For reasons both old and new, none of the nationalist political parties in Spain will be present in Congress to mark the 35th anniversary of the Constitution, on December 6. This year will be a particularly fractured occasion as the country celebrates the enshrinement of its modern-day magna carta, with almost all of the parties represented in parliament questioning the effectiveness of the 1978 document in today’s political landscape.
The Catalan nationalist groups, CiU and Catalan Republican Left (ERC), will be absent, as will the Basque Nationalist Party (PNV), Valencia’s Compromís, the Galician Nationalist Bloc and the Basque leftist-nationalist abertzale bloc Amaiur and the Navarrese Basque nationalist coalition Geroa Bai.
The absence of CiU will cause the most consternation as the Catalan coalition grouping, which governs the northeastern region, played a leading role in the transition to democracy following the death of Francisco Franco. CiU was involved in drafting the Constitution and forms a part of all its attendant institutions. However, since the Supreme Court ruling of November 2009 striking down several parts of the Catalan Statute – a forebear of CiU’s current independence drive – the grouping has played no part in the December 6 ceremonies. Party sources told this newspaper that CiU now feels it has nothing to celebrate.
“It is not our Constitution because we were prevented from incorporating our thesis,” PNV sources told EL PAÍS. “We are under the impression that the Constitution is for ever-fewer people, given the wide-ranging violation of its system of rights and liberties, which has little in common with what was agreed in 1978.” The PNV has never attended December 6 events.
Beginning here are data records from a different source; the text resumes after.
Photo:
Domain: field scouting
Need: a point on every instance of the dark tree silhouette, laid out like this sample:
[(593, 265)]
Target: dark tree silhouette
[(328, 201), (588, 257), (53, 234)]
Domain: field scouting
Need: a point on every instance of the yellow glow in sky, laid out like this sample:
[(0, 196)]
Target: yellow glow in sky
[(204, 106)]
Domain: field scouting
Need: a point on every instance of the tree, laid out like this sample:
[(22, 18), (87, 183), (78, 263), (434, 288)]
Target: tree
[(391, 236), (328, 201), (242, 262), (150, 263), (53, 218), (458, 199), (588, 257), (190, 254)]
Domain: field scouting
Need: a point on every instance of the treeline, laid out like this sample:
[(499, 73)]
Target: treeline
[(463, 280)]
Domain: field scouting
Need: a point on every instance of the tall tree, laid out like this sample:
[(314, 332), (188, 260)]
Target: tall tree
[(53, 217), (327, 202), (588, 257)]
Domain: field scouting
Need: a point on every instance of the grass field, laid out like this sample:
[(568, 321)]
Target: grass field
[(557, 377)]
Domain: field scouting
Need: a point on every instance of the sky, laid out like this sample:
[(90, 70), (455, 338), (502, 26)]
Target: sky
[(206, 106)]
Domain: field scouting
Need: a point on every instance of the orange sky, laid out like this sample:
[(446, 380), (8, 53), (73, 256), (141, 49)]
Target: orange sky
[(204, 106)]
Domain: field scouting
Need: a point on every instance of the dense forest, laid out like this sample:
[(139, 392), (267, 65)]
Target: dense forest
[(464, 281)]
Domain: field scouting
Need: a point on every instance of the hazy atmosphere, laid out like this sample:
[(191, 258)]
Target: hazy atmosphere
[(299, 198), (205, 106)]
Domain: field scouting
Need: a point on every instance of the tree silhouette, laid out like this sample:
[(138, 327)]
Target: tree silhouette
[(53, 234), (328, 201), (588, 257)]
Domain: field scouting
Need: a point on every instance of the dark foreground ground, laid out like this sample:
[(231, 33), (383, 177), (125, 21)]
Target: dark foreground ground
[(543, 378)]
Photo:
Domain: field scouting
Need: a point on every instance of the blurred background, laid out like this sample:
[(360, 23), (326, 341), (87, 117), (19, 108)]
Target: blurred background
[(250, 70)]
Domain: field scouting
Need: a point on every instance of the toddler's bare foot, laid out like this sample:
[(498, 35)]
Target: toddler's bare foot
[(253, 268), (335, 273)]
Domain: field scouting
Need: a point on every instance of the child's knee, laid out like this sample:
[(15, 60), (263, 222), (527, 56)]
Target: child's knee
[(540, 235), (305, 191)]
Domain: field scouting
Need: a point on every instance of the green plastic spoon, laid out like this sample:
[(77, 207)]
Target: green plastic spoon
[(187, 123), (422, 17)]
However, ERC issued a starker statement on the issue: “We will not be there on December 6 because we have never celebrated a Constitution that has been used as an authentic penal code against the peoples [of Spain’s regions].”
In attendance will be the governing Popular Party, the main opposition Socialists, the centrist UPyD, the United Left, the conservative Navarrese People’s Union and members of the Asturias Forum, a conservative regionalist party.